McVickers v. State, 551 So.2d 1130, 1132 (Ala.Crim.App. 1989)(a Fourth Amendment challenge to a seizure taking place in a residential driveway). " Thus, courts have held 'that police with legitimate business may enter areas of the curtilage which are impliedly open to use by the public' .... This means, therefore, that if police utilize 'normal means of access to and egress from the house' for some legitimate purpose, such as to make inquiries of the occupant ... it is not a Fourth Amendment search ... ." 1 Wayne R. LaFave, Search and Seizure 2.3(c)(4th. ed. 2004)(quoting State v. Crea, 305 Minn. 342, 233 N.W.2d 736 (1975), and Lorenzana v. Superior Court of Los Angeles County, 9 Cal.3d 626, 108 Cal.Rptr. 585, 511 P.2d 33 (1973)). " The Fourth Amendment, which prohibits unreasonable searches and seizures by the government, is not implicated by entry upon private land to knock on a citizen's door for legitimate police purposes unconnected with a search of the premises." United States v. Taylor, 458 F.3d 1201, 1204 (11th Cir. 2006). " [O]fficers are allowed to knock on a residence's door or otherwise approach the residence seeking to speak to the inhabitants just an [sic] any private citizen may." United States v. Taylor, 458 F.3d 1201, 1204 (11th Cir. 2006)(citation and quotations omitted).

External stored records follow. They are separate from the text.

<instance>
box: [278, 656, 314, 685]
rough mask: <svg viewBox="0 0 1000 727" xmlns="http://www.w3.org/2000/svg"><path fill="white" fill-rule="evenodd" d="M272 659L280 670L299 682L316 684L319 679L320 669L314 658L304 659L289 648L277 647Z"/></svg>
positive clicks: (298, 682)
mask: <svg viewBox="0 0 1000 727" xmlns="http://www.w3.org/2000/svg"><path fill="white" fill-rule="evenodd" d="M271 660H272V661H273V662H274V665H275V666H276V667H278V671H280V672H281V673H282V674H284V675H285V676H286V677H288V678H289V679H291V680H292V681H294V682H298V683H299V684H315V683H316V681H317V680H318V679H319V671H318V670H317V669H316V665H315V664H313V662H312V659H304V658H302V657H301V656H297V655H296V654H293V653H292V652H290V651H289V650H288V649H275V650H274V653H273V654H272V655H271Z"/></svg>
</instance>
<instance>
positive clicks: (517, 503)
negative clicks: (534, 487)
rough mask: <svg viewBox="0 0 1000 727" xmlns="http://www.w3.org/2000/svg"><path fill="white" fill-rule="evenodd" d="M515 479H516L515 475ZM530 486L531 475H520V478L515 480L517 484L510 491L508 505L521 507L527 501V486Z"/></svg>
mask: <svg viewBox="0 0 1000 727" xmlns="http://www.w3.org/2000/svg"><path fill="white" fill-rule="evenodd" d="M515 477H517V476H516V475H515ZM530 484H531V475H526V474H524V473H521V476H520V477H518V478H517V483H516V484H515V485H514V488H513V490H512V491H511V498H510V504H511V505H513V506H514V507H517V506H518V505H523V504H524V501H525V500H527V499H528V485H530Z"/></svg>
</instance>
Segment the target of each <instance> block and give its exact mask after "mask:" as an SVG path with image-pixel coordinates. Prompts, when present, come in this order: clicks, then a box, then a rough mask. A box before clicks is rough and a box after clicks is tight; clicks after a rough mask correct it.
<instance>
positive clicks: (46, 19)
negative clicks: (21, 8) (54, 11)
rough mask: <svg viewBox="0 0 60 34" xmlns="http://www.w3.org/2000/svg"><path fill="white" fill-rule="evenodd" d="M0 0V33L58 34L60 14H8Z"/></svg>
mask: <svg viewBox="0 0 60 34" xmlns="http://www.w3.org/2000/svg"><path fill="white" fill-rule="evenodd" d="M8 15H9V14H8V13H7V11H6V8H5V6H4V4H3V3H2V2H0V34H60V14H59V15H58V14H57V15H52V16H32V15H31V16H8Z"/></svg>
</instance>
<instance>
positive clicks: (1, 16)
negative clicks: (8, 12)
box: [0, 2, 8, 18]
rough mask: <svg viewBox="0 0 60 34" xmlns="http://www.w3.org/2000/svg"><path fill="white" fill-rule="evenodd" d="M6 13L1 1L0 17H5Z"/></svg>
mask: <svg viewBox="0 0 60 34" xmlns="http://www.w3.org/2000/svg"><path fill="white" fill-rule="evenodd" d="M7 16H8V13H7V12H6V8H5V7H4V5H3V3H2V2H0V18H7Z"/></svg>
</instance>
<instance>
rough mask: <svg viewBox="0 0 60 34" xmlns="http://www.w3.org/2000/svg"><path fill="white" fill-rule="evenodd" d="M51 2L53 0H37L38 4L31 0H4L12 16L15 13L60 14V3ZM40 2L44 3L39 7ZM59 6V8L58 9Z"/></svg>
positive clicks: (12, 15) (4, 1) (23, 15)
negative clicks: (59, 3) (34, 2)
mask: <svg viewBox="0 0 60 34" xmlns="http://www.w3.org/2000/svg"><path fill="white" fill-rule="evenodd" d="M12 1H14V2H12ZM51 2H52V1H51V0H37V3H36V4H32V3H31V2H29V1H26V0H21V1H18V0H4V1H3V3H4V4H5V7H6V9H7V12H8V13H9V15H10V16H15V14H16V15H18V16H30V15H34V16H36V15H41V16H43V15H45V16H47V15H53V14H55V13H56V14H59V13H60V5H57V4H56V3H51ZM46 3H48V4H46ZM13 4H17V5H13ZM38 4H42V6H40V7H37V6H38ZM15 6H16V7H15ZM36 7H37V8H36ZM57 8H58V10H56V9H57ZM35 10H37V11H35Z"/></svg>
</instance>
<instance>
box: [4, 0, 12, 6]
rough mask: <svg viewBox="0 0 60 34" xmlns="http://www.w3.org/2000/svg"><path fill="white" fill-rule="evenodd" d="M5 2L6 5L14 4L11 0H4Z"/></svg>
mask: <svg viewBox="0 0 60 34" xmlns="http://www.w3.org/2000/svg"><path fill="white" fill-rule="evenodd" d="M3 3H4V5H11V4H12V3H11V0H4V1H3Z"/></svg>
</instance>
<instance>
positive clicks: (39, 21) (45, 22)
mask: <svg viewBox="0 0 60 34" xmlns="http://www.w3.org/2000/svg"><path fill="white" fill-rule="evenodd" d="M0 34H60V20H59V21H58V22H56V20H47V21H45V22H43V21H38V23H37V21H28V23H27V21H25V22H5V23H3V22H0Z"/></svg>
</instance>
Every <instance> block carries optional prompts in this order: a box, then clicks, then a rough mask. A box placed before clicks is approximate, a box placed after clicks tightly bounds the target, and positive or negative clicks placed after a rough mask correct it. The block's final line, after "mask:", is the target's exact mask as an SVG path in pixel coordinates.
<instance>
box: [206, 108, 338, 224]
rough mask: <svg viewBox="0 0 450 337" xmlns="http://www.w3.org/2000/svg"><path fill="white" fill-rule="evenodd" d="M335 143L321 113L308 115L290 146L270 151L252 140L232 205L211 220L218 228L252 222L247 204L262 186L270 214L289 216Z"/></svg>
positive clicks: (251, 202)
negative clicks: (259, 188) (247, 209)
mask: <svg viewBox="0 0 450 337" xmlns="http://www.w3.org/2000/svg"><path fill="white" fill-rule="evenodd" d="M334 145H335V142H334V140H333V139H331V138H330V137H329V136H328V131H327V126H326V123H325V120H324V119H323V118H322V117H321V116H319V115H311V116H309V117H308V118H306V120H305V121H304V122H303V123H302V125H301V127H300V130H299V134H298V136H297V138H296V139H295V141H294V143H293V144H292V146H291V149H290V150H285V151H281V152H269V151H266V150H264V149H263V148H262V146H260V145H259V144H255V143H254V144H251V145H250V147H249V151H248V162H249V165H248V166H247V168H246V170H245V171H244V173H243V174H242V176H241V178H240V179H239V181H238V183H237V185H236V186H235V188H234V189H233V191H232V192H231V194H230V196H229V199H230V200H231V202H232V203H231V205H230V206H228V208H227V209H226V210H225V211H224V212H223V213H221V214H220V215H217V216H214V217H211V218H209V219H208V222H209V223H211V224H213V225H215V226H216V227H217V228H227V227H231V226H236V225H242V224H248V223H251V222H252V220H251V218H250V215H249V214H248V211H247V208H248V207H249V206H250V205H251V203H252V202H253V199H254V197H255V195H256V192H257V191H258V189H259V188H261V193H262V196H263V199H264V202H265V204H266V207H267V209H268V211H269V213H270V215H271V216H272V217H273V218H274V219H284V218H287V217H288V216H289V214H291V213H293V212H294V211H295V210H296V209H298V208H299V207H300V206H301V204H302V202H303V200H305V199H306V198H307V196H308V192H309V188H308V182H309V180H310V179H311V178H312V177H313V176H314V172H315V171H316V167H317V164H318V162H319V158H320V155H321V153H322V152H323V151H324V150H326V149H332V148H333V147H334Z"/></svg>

From the record, it appears that Trooper Hutton's only purpose for entering the open garage was to access and knock on a doorway leading into the house. Here, because the garage was open to the public, revealing a doorway into the residence, and because Trooper Hutton had a legitimate purpose in seeking Harris and thus a legitimate purpose in knocking on the door to his home and because Trooper Hutton did not conduct a search, a Fourth Amendment challenge fails.

Therefore, the circuit court's determination that the motion to suppress should be granted was erroneous. The judgment is due to be reversed and the cause remanded to the trial court for further proceedings.

REVERSED AND REMANDED.

Windom, P.J., and Kellum, Burke, and Joiner, JJ., concur.